De l’orgue et la musique ancienne aux synthétiseurs et à la musique de jeux-vidéo, il n’y a qu’un pas que le claviériste Yoann Turpin, également féru de jazz, franchit allègrement au gré de ses aller-retours entre ces chapelles musicales. De vastes terrains de jeux… qu’il explore avec méthode.
Yoann Turpin (© Jean-Pascal Boffo / Studio Amper)

Yoann Turpin (© Jean-Pascal Boffo / Studio Amper)

Yoann est quelqu’un de très méthodique. « Maniaque, même » concède-t-il. C’est ainsi qu’il jongle entre ses différentes activités, auxquelles il accorde une attention et une exigence égale :  organiste pendant les offices religieux (autant d’occasions de jouer d’instruments « rares et superbes »), il est aussi enseignant à l’École de Musique Agréée de Metz-Sablon et à l’Atelier Musique et Danse de Rombas. Il se consacre également à plusieurs projets musicaux où il intervient en tant que sideman, de la formation familiale Taxi Brousse au PCA Organ Trio du saxophoniste Pierre-Cocq Amman. Ses projets personnels sont consacrés à la musique chiptune. Initialement produite par le détournement de consoles et de cartes-son pour pouvoir composer avec les sons caractéristiques des jeux vidéo des années 80 et 90, le chiptune prend aujourd’hui des formes diverses. Influencé par les pianistes et organistes Emmanuel Bex ou Eddie Louiss, Yoann affectionne également l’art du mélange d’Herbie Hancock et la démarche du musicien classique Francis Poulenc, « un geek qui voyait les choses de manière neuve ».

Il poursuit son chemin parallèle dans les mondes du jeu vidéo comme du jazz et du blues.

Piochant dans sa collection de vieux synthétiseurs, Yoann crée et arrange les bandes originales de jeux-vidéo indépendants, et travaille aussi pour l’animation et le cinéma avec le compositeur lorrain André Dziezuk. Il fait des allers-retours entre Metz et Paris, où son studio Detune vise à promouvoir la musique chiptune. « Ces sons, que produisaient également les synthétiseurs de l’époque, c’est aussi de la musique ancienne pour moi. Après tout, l’orgue n’est rien de moins que le premier synthétiseur de l’histoire. ». Suite à la sortie (en ligne et en autoproduction) de son album Chipship en 2013, les propositions de studios indépendants affluent dans la boîte mail de Yoann. Avec Friendship (voir encadré), il sort son troisième album.
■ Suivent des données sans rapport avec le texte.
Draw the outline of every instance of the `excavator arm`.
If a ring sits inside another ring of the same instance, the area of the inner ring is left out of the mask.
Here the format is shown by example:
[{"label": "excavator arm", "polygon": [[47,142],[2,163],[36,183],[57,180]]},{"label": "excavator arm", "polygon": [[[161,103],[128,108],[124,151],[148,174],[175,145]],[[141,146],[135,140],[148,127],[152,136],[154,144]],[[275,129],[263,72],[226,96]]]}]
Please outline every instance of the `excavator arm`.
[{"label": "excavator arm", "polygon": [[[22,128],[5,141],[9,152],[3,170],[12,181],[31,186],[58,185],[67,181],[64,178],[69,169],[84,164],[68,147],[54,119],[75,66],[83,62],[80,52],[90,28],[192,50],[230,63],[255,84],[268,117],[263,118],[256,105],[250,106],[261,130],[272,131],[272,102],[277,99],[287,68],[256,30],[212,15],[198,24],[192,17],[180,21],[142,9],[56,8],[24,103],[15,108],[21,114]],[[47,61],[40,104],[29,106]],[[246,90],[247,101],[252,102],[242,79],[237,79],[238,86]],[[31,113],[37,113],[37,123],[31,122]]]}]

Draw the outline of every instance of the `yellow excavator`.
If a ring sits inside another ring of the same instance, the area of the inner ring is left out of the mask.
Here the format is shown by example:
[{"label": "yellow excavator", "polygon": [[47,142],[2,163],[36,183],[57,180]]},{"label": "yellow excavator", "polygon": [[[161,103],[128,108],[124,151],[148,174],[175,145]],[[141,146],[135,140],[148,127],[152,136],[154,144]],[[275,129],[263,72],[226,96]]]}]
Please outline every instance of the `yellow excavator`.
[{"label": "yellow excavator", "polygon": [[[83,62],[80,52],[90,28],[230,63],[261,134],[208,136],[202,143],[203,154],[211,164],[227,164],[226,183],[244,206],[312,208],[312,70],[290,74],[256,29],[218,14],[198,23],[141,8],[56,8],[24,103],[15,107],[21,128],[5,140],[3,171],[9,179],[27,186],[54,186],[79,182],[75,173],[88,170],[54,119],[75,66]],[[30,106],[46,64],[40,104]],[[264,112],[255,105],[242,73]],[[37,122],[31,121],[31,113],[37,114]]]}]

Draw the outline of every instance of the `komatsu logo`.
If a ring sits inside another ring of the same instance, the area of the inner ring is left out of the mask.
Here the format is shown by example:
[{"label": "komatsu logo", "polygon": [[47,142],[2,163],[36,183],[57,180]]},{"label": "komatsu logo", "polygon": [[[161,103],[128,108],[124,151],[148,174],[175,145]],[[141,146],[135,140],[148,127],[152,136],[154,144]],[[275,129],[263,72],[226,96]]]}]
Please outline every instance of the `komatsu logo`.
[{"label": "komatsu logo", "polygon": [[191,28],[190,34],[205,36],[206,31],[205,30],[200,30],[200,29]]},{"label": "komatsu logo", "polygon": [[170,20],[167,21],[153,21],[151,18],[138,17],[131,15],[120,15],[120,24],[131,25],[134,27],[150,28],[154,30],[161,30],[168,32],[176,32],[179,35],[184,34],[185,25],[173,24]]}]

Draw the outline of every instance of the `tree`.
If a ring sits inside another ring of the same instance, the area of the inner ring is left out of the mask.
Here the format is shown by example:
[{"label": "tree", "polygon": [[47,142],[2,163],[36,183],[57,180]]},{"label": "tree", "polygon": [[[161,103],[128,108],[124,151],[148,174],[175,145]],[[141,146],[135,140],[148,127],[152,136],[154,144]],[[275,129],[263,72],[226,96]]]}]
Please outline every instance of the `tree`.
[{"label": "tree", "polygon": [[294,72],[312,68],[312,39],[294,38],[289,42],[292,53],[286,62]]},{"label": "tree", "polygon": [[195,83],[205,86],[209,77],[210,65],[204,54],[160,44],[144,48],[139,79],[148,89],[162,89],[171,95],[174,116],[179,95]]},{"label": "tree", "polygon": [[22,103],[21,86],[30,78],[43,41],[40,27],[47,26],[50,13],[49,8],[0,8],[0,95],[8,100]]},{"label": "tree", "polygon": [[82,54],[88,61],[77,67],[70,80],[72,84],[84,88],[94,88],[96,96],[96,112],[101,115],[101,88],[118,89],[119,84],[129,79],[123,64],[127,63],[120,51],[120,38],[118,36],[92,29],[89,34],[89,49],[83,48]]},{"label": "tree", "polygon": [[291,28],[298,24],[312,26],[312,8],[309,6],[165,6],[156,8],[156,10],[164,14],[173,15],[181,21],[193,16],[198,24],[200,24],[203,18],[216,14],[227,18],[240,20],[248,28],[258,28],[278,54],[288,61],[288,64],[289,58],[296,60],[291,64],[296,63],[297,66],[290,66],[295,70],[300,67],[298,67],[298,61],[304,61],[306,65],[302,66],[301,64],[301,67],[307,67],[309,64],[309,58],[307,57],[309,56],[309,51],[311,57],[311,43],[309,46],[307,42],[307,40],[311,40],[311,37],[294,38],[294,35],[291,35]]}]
À l’époque où les grosses productions engagent des orchestres symphoniques, la vague du jeu vidéo indépendant, qui s’inspire souvent des mécanismes et de l’esthétique des jeux rétro, a permis à Yoann de se faire un nom dans ce milieu discret…à son image. Il évite la promotion tapageuse et poursuit son chemin parallèle dans les mondes du jeu vidéo comme du jazz et du blues. Actuellement il travaille sur la bande-originale du jeu Path to the sky, où il bénéficie d’une liberté totale. « Les limites et les contraintes imposées par la musique de jeux vidéo des années 80 et 90 apprennent l’art de l’économie, explique-t-il. Je vois de nombreux parallèles entre la pratique de la musique et du jeux-vidéo : ce sont des activités où il s’agit de franchir des paliers, et où l’on ne gagne rien à part la satisfaction de s’être dépassé ». http://www.yoannturpin.com/


AMITIÉS SANS BUG

Dans Friendship, Yoann Turpin dédie chaque piste à ses influences et à des membres de son entourage. Par exemple, Sensei Alpha rend hommage à la musique de Robbie Buchanan sur le film Big Trouble in Little China de John Carpenter, Fair play et Slikk time à celle de ses confrères DJ Cutman et Slikk Tim. Des complices lorrains tels que Jean-Pascal Boffo à la guitare ou le chanteur Jo Cimatti sont également invités sur des compositions qui leur sont dédiées. « Le jeu-vidéo met en scène et rend hommage à des héros, et sur Friendship c’est un peu la même chose » décrit Yoann. Poussant ses machines dans leurs derniers retranchements, Yoann Turpin prouve avec ce nouvel opus en forme de patchwork sa capacité à livrer une musique chiptune colorée, soignée et accrocheuse. Il contribue à démontrer le dynamisme et la créativité d’une scène française aussi reconnue à l’international (au Japon et aux États-Unis principalement) que méconnue entre ses frontières.